Em seu voto, o Ministro Luis Felipe Salomão aduz que o ordenamento jurídico como
um todo parece ter adotado a teoria concepcionista. Além disso, revela o caráter patrimonialista
que edificou as teorias mais restritivas dos direitos do nascituro (natalista e da personalidade
condicional) e assevera que não se sustenta mais esse paradigma, pois são amplos os catálogos
de direitos não patrimoniais, como a honra, o nome, imagem, integridade moral e psíquica,
entre outros.
2.7.2 Dos alimentos do nascituro
A obrigação de prestar alimentos ao filho surge mesmo antes de seu nascimento.

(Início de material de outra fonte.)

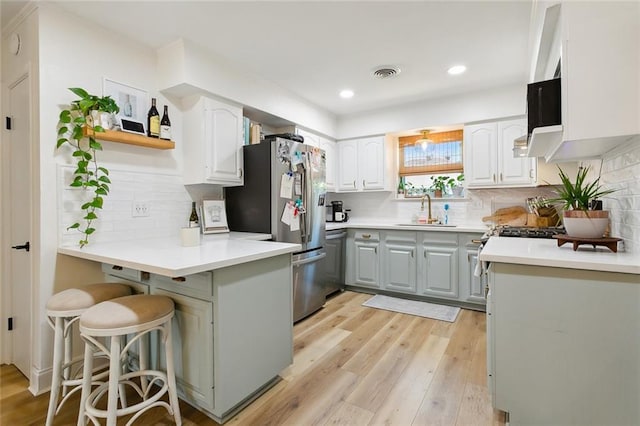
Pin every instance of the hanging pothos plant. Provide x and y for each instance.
(88, 173)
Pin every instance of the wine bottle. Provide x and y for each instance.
(153, 120)
(193, 219)
(165, 125)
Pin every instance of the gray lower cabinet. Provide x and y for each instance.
(364, 270)
(434, 264)
(232, 330)
(438, 265)
(192, 347)
(399, 262)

Apesar de a lei não prever expressamente, o nascituro tem direito a alimentos, pois resguardados
os seus direitos desde a concepção (DIAS, 2017), notadamente o direito à vida, assegurado
mediante adequados cuidados pré-natais.
Sobre o tema, Miranda (1974, p. 215 apud CAHALI, 2013, p. 346) aduz:
O dever de alimentos em favor do nascituro pode começar antes do nascimento e
depois da concepção, pois antes de nascer, existem despesas que tecnicamente se
destinam à proteção do concebido e o direito seria inferior à vida se acaso recuasse
atendimento a tais relações entre inter-humanos, solidamente fundadas em exigências
de pediatria.
A garantia dos alimentos pode ser depreendida, como adiantado anteriormente, da
proteção ao direito à vida que a Constituição da República Federativa do Brasil de 1988, em
seu artigo 5°, elenca como fundamental. Além disso, decorre do dever que é imposto à família
de assegurar aos filhos o direito à vida, à saúde, à alimentação (artigo 227) (DIAS, 2017, p.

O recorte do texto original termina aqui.